Joshua Mammen, a Kansas City area cancer surgeon, has a plan for when patients ask him for medical marijuana. He’ll discuss the symptoms they want to treat. And then he will propose alternatives.
Voters may have overwhelmingly approved medical marijuana by constitutional amendment last week. But all the state’s major physician groups—including the Kansas City Medical Society, of which Mammen is president—opposed every marijuana measure on the ballot.
Now the amendment’s passage makes doctors the gatekeepers of legal marijuana in Missouri, a role most of them didn’t want. And if other states are any indication, a small minority of doctors will be willing to recommend medical marijuana, and those who do may have booming businesses.
Most doctors don’t think of marijuana as medicine, at least not in its raw plant form.
The medical groups say that although certain parts of the cannabis plant have legitimate medical uses, medical marijuana programs like Missouri’s provide access to products that aren’t sold in standard dosages or purities.
Essentially, patients don’t know what they’re getting, so it’s impossible for doctors to measure the risks against the benefits. The marijuana card, therefore, becomes more like a permission slip than a prescription.
Mammen said he prescribes medications derived from plants all the time, including some derived from parts of the cannabis plant. But those are regulated, standardized products vetted by the Food and Drug Administration, not a raw plant of unknown composition.
Still, he said he expects doctors will soon have patients asking them to sign off on their applications for marijuana cards from the Missouri Department of Health and Senior Services.
“If you follow what’s happened in other states, that’s very typical,” Mammen said. “Based upon the publicity, individuals will go to their physicians and ask for marijuana, which actually puts physicians in a little bit of a difficult spot because there’s a lack of data to indicate when is a potentially good time, if there is one, to be able to suggest the use of marijuana.”
Marijuana research has been hampered because the federal government deems it a Schedule I controlled substance. But it has shown promise in treating pain and psychiatric or neurological disorders like Parkinson’s disease, and some parts of the plant have already been incorporated into FDA-approved products for treating epilepsy and for nausea caused by chemotherapy.
But Mammen said marijuana, like other drugs or even herbal supplements, can interact dangerously with other medications patients might be taking, and doctors also need to be concerned about side effects like vomiting or, for people with mental illness, psychotic episodes.
He said he hopes that when the state develops a medical marijuana application form, it doesn’t ask doctors to explicitly recommend marijuana, but rather just asks them to confirm that patients have conditions that qualify them for the card.
Some doctors in the state are more receptive.
In a 2016 survey conducted by the Kansas City Medical Society, 50 of 109 respondents said they would recommend it marijuana it were legal.
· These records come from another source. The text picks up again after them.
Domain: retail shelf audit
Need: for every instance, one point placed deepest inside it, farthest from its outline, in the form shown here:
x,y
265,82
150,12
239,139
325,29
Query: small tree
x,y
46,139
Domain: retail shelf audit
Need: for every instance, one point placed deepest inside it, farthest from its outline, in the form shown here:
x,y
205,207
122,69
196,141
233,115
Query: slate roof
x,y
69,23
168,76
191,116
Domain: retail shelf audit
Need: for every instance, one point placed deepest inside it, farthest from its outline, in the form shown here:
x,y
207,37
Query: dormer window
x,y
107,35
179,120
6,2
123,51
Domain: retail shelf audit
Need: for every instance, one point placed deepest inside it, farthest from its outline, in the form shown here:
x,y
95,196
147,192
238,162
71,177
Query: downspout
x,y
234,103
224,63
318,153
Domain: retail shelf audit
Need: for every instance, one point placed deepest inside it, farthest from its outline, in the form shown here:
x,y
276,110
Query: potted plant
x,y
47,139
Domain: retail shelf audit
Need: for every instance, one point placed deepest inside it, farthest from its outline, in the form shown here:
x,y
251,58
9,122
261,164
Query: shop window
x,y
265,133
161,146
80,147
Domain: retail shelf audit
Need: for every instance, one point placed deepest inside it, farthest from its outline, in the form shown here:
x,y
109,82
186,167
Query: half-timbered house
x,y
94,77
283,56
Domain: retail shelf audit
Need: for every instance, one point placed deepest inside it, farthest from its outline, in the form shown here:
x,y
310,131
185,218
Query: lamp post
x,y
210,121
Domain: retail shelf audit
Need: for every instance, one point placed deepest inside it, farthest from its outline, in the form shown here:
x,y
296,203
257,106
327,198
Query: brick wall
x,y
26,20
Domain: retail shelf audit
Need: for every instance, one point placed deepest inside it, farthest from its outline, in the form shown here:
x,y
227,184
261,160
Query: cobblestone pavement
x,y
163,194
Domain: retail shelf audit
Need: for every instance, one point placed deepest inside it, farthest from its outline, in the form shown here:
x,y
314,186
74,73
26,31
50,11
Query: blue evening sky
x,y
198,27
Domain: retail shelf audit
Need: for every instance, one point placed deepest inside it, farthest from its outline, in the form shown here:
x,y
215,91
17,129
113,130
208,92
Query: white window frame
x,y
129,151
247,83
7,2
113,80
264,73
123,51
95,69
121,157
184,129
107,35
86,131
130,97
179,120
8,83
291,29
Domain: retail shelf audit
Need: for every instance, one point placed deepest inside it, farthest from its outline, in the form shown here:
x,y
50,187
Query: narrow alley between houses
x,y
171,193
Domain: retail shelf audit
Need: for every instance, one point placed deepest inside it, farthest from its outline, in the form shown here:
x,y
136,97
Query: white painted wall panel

But the survey was unscientific because it was voluntary—not a random sample—and less than 5 percent of the organization’s about 2,500 members responded.
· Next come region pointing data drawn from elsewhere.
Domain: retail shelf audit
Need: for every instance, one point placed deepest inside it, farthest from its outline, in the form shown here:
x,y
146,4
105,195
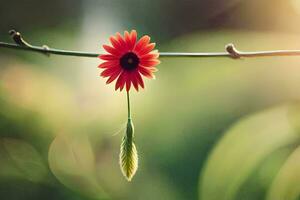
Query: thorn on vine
x,y
233,52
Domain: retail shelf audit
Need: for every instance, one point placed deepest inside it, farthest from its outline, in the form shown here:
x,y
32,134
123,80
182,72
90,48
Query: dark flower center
x,y
129,61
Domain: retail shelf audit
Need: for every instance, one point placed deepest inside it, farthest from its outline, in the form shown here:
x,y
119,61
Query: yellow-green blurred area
x,y
206,128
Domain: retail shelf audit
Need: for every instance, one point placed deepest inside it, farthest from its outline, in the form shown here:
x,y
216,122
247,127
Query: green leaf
x,y
128,153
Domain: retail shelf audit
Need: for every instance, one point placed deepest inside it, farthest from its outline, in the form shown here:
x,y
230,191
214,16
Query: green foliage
x,y
128,153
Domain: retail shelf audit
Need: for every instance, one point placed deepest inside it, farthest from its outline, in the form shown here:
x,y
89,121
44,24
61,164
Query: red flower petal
x,y
140,80
128,41
115,42
116,69
128,83
121,81
110,71
114,76
149,63
133,36
121,41
135,81
108,64
146,72
111,50
149,56
144,41
146,49
108,57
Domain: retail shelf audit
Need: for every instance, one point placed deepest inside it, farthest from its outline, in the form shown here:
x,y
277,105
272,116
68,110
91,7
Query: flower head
x,y
128,59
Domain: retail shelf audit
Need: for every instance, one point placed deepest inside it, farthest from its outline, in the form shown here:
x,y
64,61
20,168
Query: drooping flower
x,y
128,59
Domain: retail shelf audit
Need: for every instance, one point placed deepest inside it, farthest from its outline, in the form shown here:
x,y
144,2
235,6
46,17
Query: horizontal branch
x,y
230,52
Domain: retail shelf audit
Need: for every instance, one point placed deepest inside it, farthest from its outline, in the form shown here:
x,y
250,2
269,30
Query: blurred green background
x,y
206,128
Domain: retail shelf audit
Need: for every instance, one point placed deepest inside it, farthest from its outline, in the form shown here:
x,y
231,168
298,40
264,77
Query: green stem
x,y
128,106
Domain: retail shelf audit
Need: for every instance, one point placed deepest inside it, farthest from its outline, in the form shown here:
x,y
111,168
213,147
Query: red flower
x,y
128,59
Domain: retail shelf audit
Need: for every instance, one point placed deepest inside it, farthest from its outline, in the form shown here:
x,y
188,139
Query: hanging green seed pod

Missouri Rep. Jim Neely, a family physician from Cameron, north of Kansas City, has been one of the leading proponents in the state legislature. He sponsored a bill this year to legalize smokeless marijuana for patients with terminal illnesses. “Marijuana’s everywhere anyway,” he said. “We’ve got to find a better way of dealing with it.” The bill didn’t pass.
Neely didn’t respond to a request for comment for this story.
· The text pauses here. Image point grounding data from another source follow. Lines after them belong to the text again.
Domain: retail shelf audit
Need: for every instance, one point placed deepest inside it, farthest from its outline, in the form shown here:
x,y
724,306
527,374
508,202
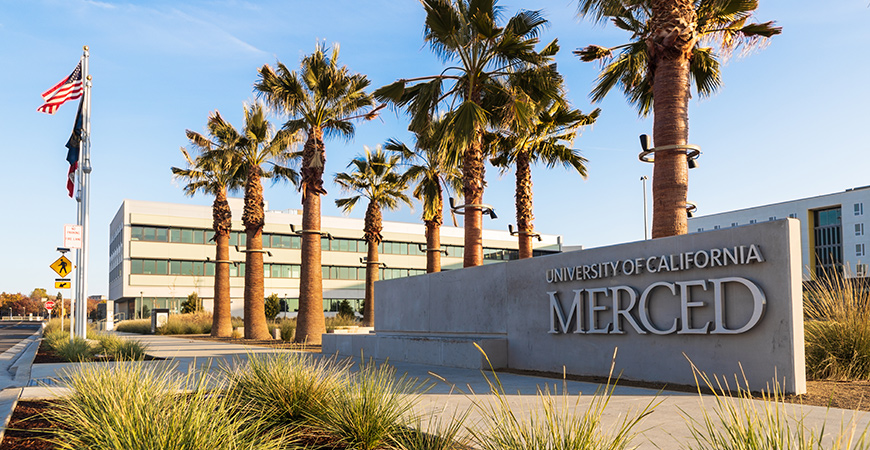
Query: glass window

If patients have trouble finding doctors to recommend marijuana, at least one Missouri business is stepping in to help.
Missouri Medical Marijuana, headquartered in Columbia, was founded the day after the election, with the goal of creating an online directory of doctors and dispensaries—or “a Yelp! for the legal medical marijuana industry in Missouri.”
“We’re super excited about the election results and can’t wait to get the ball rolling,” said founder Brian Klug.
Doctors who are willing to write marijuana recommendations have found a lot of business in other states. A Michigan doctor estimated last month that his clinic had performed 70,000 to 80,000 exams for medical marijuana cards after he moved there when the law passed in 2008.
It will be probably a year before the Missouri health department has finished writing rules and Missourians can walk into dispensaries in the state and buy medical marijuana.
The Missouri State Medical Association, which represents the state’s doctors, had opposed the marijuana ballot measures. Now Jeff Howell, the group’s head of government relations in Jefferson City, said he’s already hearing from concerned doctors, and the association will provide input on the rule-making process.
Howell doesn’t want the process to be like Oklahoma, where the state medical association demanded strict restrictions—including a ban on smokeable products—which spurred lawsuits and the intervention of the state attorney general to make sure the public’s vote was respected.
But he said his organization wants to make sure the commercial aspects of medical marijuana don’t reflect poorly on the medical profession, with a few “fly-by-night” doctors making it their main source of income.